In the fourth invention, a plurality of inexpensive relays having contacts with small current capacity are used, and these contacts are connected in parallel to divide the current of the motor for assisting the steering force. Moreover, the reliability of the motor operation can be improved. Furthermore, when the motor current becomes less than the specified value after it is determined that the motor current is greater than the specified value, the relay contacts are monitored. Therefore, it is possible to provide an electric power steering device that can reduce the amount of noise, has less noise from the relay, and has excellent durability of the relay.

In the fifth aspect of the invention, when it is determined that the clutch for transmitting the rotational force of the motor to the steering mechanism is in the disengaged state, it is determined whether or not the voltage at the motor side terminal of the contact is equal to or higher than a predetermined value. When the clutch is in the disengaged state, no current is flowing to the motor.Therefore, closing one contact and opening the other has no effect on the system.In that state, the voltage at the motor side terminal of the contact is By monitoring, the failure of the contact can be identified.

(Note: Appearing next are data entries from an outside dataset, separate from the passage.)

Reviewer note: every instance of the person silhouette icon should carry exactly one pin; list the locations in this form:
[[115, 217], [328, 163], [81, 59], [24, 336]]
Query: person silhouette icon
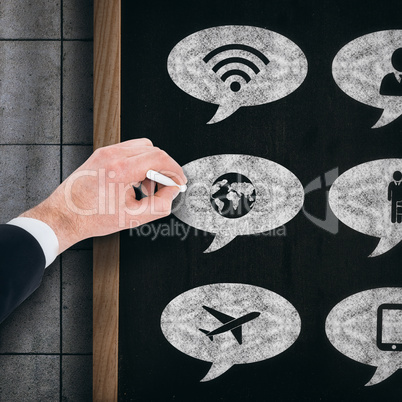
[[395, 196], [391, 84]]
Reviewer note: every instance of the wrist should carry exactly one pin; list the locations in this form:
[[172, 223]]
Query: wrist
[[58, 219]]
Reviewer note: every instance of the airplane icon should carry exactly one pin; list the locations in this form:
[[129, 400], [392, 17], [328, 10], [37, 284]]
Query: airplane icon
[[229, 324]]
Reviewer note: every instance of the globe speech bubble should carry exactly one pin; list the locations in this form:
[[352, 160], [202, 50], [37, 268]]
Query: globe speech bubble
[[366, 198], [367, 328], [230, 323], [269, 193], [363, 67], [236, 65]]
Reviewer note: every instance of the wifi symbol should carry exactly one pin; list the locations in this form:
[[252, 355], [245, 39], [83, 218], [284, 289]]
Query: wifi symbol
[[235, 86]]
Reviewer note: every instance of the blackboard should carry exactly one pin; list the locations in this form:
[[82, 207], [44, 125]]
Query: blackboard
[[317, 132]]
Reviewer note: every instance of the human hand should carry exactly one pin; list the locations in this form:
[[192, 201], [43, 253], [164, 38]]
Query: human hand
[[98, 199]]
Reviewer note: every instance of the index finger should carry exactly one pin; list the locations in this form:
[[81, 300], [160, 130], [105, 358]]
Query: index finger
[[157, 160]]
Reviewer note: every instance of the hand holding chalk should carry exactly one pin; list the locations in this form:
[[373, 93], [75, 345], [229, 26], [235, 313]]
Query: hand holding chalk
[[166, 181]]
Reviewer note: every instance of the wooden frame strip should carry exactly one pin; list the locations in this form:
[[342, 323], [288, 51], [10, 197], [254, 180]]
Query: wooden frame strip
[[107, 105]]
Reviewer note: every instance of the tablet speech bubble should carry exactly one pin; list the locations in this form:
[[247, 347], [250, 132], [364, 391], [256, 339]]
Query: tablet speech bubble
[[230, 323], [232, 195], [364, 325], [236, 65], [363, 67], [366, 198]]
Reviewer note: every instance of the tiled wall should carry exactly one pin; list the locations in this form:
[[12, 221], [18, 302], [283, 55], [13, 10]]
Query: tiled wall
[[45, 133]]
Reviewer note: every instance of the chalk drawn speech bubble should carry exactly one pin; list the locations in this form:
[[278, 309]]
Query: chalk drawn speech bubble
[[272, 327], [360, 199], [279, 196], [353, 327], [360, 67], [236, 65]]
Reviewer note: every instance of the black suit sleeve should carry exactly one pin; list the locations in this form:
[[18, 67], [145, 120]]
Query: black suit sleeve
[[21, 267]]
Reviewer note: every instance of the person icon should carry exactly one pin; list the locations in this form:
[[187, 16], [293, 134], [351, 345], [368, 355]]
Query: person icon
[[391, 84], [395, 196]]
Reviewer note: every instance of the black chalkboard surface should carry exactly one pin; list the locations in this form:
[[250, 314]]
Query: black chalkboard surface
[[317, 131]]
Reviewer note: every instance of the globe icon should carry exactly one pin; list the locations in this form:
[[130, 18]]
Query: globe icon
[[232, 195]]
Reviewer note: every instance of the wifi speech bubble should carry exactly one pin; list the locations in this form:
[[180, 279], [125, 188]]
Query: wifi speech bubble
[[232, 195], [368, 70], [235, 65], [368, 198], [230, 323], [367, 328]]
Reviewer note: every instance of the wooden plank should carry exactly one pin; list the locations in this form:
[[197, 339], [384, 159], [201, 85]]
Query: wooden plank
[[107, 56]]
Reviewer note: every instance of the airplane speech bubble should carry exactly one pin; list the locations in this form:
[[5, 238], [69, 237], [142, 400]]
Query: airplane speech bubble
[[366, 327], [230, 323], [236, 65], [363, 67], [365, 199], [233, 195]]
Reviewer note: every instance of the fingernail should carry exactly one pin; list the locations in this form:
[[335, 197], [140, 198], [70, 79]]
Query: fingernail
[[176, 193]]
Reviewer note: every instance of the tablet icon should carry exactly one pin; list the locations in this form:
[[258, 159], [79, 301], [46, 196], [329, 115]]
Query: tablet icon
[[367, 327], [389, 327]]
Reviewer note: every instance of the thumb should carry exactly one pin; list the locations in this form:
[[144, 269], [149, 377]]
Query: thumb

[Brief description of drawings]

FIG. 1 is a schematic diagram of a controller of an electric power steering apparatus according to the present invention.

FIG. 2 is a half part of a block diagram showing a specific configuration of a controller of the electric power steering apparatus according to the present invention.

FIG. 3 is a half part of a block diagram showing a specific configuration of a controller of the electric power steering apparatus according to the present invention.

FIG. 4 is a half part of a flowchart showing the control contents of the CPU.

FIG. 5 is a half part of a flowchart showing the control contents of the CPU.

FIG. 6 is a schematic diagram of a controller of a conventional electric power steering device.

[Explanation of symbols]

1 Motor 2 Controller 3 Battery 7 Key switch 30 CPU RY ₁ , RY ₂ Fail-safe relay

Claims (5)

[Claims] 1. An electric power steering device configured to assist a steering force of steered wheels by a motor,
Contact points of a plurality of relays connected in parallel to flow the motor current, a plurality of relay drive circuits that drive the contact points for each relay, and whether or not the voltage at the motor side terminal of the contact points is equal to or greater than a predetermined value. An electric power steering device comprising: 2. The electric power steering device according to claim 1, wherein the plurality of relays are built in a control unit that drives and controls the motor. 3. A means for detecting a current of the motor, a comparing means for comparing a current value detected by the means with a predetermined value, and a case in which the comparing means determines that the current value is a predetermined value or less, The electric power steering apparatus according to claim 1, further comprising: a means that closes one of the contacts and opens the other. 4. When one of the contacts is closed when the current of the motor becomes equal to or less than the predetermined value after the comparing means determines that the current of the motor is larger than the predetermined value. 4. The electric power steering apparatus according to claim 3, wherein the other is opened to determine whether or not the voltage of the motor-side terminal of the contact is equal to or higher than a predetermined value. 5. A clutch for transmitting the rotational force of the motor to a steering mechanism, and means for determining whether the clutch is engaged or disengaged. When it is determined that the means is in a disengaged state, among the contact points, 4. The electric power steering apparatus according to claim 3, wherein one of the contacts is closed and the other is opened to determine whether or not the voltage of the motor-side terminal of the contact is equal to or higher than a predetermined value.